16 July 2009 0 Comments

Full Frontal Mis-Takes



By Jason Stein

You’re driving down the street singing along to your favorite tune when mid-chorus, a black SUV with tinted windows cut’s you off going 80 mph.

“You idiot” you shout out loud, thinking that somehow your voice can travel at the speed of light and catch the racing driver.

Then, in total shock, you turn around and see that your child in the back seat is wide-eyed with mouth gaping open.

The jackals* come flooding in, “Crap what I’m I thinking?! I’ve just taught my child it’s okay to call people idiots. I’m not fit to parent. I suck. I’m the idiot.”

If this has happened to you, you’re not alone.

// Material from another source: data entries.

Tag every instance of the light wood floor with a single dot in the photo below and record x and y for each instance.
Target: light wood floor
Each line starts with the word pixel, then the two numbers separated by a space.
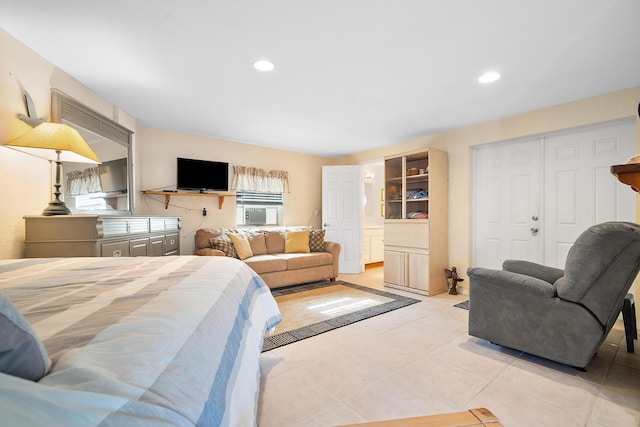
pixel 419 360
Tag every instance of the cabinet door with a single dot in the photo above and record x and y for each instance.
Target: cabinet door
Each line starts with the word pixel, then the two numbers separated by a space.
pixel 139 247
pixel 377 249
pixel 366 249
pixel 418 271
pixel 172 244
pixel 394 268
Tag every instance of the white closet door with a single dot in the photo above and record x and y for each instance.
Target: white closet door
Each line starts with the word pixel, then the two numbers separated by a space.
pixel 580 189
pixel 507 185
pixel 559 185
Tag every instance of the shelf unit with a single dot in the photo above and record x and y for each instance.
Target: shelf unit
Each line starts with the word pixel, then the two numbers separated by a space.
pixel 167 196
pixel 416 249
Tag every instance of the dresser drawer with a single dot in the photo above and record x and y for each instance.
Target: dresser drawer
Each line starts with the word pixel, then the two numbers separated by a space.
pixel 120 248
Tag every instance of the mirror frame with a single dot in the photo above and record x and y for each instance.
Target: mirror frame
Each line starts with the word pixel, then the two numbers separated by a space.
pixel 68 109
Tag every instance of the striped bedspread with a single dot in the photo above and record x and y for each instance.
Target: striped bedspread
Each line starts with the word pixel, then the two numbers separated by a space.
pixel 166 341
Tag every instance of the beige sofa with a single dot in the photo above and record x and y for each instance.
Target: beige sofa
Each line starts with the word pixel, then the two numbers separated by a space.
pixel 272 256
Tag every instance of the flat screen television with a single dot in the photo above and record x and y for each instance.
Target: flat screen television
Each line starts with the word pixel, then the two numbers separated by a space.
pixel 202 175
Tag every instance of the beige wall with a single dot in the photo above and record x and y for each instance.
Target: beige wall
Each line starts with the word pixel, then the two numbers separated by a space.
pixel 459 144
pixel 157 169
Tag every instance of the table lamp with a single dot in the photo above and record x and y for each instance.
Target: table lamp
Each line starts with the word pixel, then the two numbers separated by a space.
pixel 55 142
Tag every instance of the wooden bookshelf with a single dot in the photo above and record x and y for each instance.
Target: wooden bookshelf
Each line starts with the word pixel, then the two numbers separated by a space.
pixel 168 194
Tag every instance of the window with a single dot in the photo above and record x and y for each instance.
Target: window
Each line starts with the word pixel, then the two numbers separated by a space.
pixel 253 209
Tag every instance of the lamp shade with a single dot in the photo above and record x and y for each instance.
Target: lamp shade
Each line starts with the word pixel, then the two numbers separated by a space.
pixel 46 139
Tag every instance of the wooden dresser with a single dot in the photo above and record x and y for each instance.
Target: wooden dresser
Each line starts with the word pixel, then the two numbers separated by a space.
pixel 101 236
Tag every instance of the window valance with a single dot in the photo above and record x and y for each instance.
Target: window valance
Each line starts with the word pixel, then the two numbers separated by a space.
pixel 246 178
pixel 84 182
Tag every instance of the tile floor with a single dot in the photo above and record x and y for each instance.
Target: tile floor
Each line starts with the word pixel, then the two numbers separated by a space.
pixel 419 360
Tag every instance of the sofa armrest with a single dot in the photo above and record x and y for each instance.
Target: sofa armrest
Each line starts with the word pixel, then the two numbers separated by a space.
pixel 334 249
pixel 208 252
pixel 509 282
pixel 539 271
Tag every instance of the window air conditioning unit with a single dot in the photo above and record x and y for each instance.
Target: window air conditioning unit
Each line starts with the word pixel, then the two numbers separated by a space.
pixel 255 216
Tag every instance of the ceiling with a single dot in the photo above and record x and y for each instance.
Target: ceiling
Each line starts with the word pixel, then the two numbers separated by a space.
pixel 350 75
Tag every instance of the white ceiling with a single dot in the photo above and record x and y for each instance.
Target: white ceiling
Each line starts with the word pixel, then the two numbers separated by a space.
pixel 350 74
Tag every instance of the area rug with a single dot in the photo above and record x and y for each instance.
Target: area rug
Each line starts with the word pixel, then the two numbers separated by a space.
pixel 311 309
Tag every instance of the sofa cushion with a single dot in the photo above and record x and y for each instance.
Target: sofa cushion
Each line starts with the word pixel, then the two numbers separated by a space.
pixel 223 242
pixel 305 260
pixel 241 243
pixel 316 240
pixel 266 263
pixel 296 242
pixel 274 241
pixel 203 235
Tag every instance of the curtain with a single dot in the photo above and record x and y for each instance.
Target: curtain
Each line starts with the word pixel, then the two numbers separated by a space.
pixel 84 182
pixel 247 178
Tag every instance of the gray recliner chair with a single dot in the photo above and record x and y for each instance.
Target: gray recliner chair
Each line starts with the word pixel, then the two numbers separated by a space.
pixel 561 315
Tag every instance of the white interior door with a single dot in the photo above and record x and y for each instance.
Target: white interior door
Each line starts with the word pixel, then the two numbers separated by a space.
pixel 507 203
pixel 342 210
pixel 571 190
pixel 580 189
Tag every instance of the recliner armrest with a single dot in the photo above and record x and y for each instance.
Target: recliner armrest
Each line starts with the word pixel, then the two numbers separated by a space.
pixel 509 280
pixel 543 272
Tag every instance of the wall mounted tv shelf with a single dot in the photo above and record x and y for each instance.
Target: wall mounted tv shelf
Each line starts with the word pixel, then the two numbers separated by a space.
pixel 167 196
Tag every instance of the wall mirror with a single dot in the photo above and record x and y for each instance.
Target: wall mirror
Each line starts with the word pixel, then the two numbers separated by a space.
pixel 104 189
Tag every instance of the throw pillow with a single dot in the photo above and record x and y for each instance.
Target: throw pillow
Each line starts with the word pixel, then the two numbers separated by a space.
pixel 274 241
pixel 316 240
pixel 241 243
pixel 257 242
pixel 21 352
pixel 296 242
pixel 223 242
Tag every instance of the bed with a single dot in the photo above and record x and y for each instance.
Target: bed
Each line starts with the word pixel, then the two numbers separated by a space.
pixel 147 341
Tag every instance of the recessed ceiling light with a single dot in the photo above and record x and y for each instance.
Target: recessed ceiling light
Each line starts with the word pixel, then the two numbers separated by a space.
pixel 264 65
pixel 488 77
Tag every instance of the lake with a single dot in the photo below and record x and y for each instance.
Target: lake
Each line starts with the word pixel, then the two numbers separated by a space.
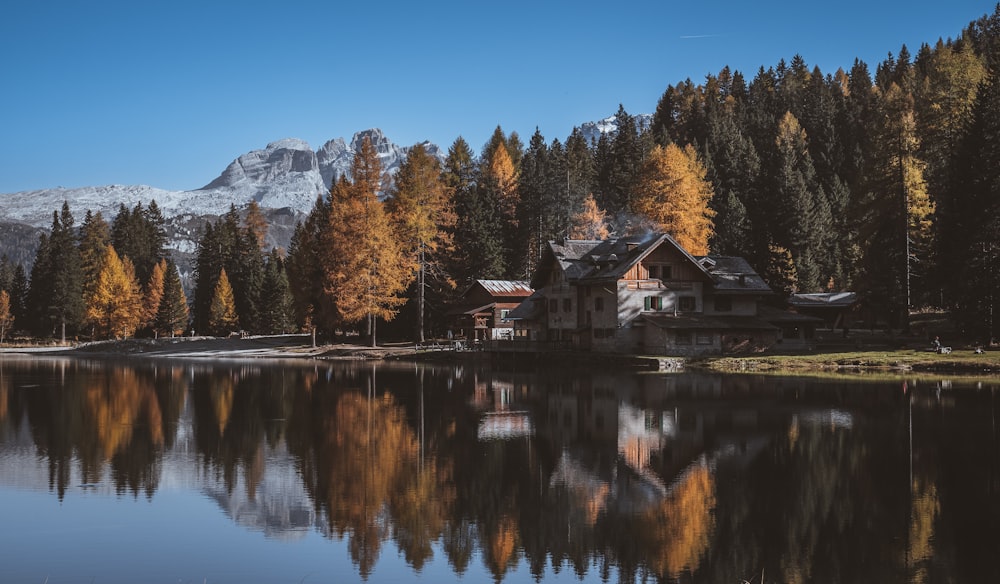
pixel 314 471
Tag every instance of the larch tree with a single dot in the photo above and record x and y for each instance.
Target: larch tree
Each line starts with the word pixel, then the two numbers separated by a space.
pixel 590 223
pixel 222 317
pixel 423 210
pixel 672 190
pixel 6 316
pixel 365 268
pixel 115 303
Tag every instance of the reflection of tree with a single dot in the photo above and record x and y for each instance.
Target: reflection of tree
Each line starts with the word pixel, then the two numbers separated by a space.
pixel 675 533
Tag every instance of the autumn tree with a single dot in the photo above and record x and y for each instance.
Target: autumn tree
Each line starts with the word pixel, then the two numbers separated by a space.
pixel 114 306
pixel 6 317
pixel 590 223
pixel 364 265
pixel 222 317
pixel 672 191
pixel 422 208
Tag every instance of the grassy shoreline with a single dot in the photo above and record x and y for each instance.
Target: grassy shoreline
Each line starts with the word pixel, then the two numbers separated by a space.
pixel 899 360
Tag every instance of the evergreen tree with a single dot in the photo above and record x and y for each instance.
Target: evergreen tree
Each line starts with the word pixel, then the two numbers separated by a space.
pixel 222 317
pixel 278 312
pixel 153 295
pixel 422 207
pixel 172 315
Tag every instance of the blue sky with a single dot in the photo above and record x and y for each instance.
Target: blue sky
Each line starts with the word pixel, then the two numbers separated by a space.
pixel 167 93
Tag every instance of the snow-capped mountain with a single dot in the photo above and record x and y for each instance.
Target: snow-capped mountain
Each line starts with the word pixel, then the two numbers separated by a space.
pixel 592 130
pixel 284 178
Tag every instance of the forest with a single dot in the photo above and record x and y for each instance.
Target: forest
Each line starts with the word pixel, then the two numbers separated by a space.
pixel 883 181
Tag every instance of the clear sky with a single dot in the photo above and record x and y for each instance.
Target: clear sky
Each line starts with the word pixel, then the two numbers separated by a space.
pixel 168 92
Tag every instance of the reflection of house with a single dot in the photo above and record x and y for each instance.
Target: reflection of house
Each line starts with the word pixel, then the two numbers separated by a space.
pixel 482 311
pixel 648 294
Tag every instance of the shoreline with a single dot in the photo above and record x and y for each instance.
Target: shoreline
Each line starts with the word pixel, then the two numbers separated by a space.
pixel 298 346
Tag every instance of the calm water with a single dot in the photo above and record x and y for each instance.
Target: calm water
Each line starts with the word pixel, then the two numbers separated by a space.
pixel 331 472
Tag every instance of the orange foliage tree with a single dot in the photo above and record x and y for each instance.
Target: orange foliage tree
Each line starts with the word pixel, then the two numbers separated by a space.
pixel 673 191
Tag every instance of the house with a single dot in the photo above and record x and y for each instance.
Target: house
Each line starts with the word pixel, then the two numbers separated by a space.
pixel 647 294
pixel 482 311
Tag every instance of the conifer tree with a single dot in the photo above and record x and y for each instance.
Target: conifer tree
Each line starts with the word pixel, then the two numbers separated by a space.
pixel 172 315
pixel 277 313
pixel 153 294
pixel 365 268
pixel 672 191
pixel 95 236
pixel 422 207
pixel 222 317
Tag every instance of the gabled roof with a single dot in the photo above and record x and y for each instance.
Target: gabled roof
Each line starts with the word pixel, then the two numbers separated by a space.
pixel 504 288
pixel 604 260
pixel 827 299
pixel 583 260
pixel 733 275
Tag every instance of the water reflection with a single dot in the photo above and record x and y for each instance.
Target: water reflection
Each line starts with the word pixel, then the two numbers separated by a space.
pixel 615 477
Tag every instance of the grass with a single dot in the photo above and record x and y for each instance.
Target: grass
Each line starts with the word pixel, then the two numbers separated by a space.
pixel 959 361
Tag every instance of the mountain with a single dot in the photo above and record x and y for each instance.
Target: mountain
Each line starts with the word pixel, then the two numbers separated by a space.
pixel 284 178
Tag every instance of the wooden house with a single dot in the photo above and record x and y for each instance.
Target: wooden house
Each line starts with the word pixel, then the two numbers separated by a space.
pixel 647 294
pixel 482 312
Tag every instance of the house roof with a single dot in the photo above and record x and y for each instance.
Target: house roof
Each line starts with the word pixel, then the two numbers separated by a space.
pixel 611 259
pixel 505 287
pixel 824 299
pixel 776 315
pixel 530 308
pixel 686 321
pixel 733 275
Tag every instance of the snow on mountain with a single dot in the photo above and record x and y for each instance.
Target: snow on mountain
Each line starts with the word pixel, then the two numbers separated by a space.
pixel 592 130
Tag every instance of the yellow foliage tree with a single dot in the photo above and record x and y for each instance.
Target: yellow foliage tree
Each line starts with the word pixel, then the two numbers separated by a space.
pixel 222 316
pixel 6 318
pixel 590 223
pixel 114 304
pixel 673 191
pixel 364 265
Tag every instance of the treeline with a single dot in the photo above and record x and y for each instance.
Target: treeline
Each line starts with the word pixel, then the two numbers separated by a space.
pixel 883 182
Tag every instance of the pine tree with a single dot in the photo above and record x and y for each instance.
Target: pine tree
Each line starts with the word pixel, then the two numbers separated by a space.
pixel 115 303
pixel 278 313
pixel 672 191
pixel 95 236
pixel 172 316
pixel 422 207
pixel 153 294
pixel 222 317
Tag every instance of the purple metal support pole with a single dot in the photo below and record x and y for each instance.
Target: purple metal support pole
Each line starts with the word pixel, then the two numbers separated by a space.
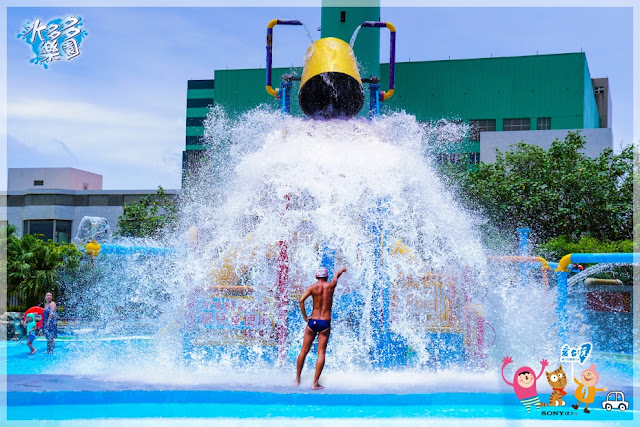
pixel 272 24
pixel 392 53
pixel 269 54
pixel 392 60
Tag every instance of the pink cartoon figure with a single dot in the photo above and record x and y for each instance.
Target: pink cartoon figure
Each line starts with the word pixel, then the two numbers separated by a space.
pixel 586 391
pixel 524 383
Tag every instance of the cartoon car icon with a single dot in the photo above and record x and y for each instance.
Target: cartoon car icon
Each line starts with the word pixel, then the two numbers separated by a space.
pixel 615 399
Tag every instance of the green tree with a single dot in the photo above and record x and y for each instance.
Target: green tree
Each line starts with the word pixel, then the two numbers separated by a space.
pixel 558 247
pixel 34 267
pixel 555 192
pixel 149 217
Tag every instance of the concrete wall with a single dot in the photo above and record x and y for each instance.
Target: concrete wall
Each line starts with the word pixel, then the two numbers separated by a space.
pixel 603 101
pixel 70 205
pixel 597 140
pixel 22 179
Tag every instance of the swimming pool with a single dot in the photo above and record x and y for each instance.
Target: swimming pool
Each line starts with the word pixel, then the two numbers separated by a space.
pixel 41 387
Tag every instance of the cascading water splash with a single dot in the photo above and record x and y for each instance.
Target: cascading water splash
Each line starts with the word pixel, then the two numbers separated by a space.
pixel 276 198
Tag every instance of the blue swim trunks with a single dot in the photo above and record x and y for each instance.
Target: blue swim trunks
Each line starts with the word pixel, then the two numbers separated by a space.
pixel 319 325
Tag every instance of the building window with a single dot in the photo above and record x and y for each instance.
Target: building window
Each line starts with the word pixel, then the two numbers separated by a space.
pixel 477 126
pixel 517 124
pixel 544 123
pixel 40 226
pixel 57 230
pixel 63 231
pixel 472 158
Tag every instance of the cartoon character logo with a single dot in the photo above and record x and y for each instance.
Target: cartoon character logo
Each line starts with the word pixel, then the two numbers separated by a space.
pixel 558 381
pixel 586 391
pixel 524 383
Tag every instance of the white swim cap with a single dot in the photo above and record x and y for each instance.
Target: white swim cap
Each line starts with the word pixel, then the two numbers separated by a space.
pixel 322 272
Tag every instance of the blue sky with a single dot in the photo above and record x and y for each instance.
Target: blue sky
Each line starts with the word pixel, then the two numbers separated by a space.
pixel 118 109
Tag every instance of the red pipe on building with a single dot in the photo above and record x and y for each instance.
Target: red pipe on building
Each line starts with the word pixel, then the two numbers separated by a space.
pixel 282 304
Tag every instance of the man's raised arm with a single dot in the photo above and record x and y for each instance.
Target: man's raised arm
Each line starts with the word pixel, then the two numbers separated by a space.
pixel 303 310
pixel 338 274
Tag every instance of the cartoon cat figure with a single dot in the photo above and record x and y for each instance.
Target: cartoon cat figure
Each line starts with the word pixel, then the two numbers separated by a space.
pixel 558 381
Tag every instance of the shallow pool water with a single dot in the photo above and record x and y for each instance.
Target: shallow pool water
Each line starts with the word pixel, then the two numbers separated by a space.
pixel 44 387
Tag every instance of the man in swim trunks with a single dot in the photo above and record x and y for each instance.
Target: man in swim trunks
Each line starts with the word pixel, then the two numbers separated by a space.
pixel 320 321
pixel 50 322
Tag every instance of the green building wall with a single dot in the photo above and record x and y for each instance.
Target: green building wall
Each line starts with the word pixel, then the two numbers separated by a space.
pixel 556 86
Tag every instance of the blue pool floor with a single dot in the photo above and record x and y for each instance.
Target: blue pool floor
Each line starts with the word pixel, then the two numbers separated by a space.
pixel 34 395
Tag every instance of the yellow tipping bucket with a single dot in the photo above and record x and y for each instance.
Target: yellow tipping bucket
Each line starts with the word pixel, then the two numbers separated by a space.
pixel 330 85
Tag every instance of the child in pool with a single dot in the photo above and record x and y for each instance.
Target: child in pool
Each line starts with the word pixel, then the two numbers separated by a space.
pixel 31 332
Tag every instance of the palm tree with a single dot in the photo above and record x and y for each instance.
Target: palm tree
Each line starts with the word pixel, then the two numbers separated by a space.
pixel 34 266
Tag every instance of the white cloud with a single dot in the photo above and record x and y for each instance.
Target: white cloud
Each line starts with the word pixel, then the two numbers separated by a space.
pixel 128 143
pixel 83 112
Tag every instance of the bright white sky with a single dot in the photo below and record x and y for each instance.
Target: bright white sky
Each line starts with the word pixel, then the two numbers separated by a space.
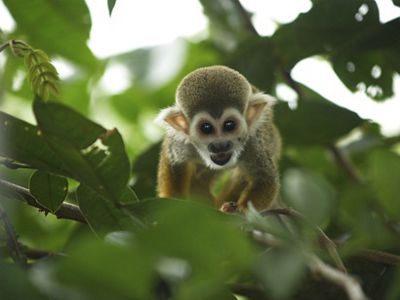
pixel 137 23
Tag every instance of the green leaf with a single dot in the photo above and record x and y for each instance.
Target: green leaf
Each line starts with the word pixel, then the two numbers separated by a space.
pixel 384 175
pixel 15 284
pixel 308 193
pixel 49 190
pixel 61 29
pixel 24 142
pixel 111 4
pixel 102 214
pixel 281 271
pixel 92 155
pixel 144 169
pixel 314 121
pixel 209 246
pixel 256 60
pixel 107 271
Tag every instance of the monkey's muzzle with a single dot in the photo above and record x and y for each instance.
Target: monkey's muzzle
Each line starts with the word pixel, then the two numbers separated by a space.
pixel 221 158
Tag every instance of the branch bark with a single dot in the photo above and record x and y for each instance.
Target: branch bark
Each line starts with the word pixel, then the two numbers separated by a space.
pixel 12 243
pixel 66 211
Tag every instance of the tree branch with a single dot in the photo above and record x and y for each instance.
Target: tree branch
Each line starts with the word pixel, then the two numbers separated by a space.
pixel 347 282
pixel 12 242
pixel 66 210
pixel 325 241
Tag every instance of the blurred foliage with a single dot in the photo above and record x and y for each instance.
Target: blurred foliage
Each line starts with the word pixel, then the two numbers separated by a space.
pixel 337 169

You are not hopeless – just human.

It’s not the mistake you make, but how you clean it up in front of your child, that counts.

The first time I remember an adult cleaning up a mistake with me was when I was a 7 year old cub scout. I entered the pinewood derby car to race.

I spent months designing and painting my car.

In the trials, my car, was fast, real fast, and I knew I would have a great finish.

Before the big race, my step-dad Ron came over with a tube of gel that he told me would make the car even faster.

Wheels greased, I waited excitedly to let go. I heard the whistle and with all the gusto of a turtle, my car moved a few feet and stopped.

Oh No!

As I filled with anger, Ron approached and I threw my anger towards him like daggers. Without wincing he accepted my anger. All of it. He then quietly said, “You’re right. The lube didn’t work.”

Somehow, in that moment he was able to take 100% responsibility and give me the love I needed to mend my crushed derby car hopes.

Monday Mindfulness for Making Parenting Mistakes.

  • Remember it’s not about being perfect, give yourself some freedom to mess up. You’ll teach your child more about becoming an adult if you make mistakes and clean them up rather than fearing them.
  • Notice the Jackals blaming you for being a bad parent, stop, and see if you can take full responsibility with honesty to the present situation. This Jackal is here to bring your attention to unmet needs.
  • Take some time to talk with your child and share the need that was alive for you and if you had to do it again what new strategy you would choose to get that need met.
  • **** jackals refer to any language or thoughts that disconnect us from life.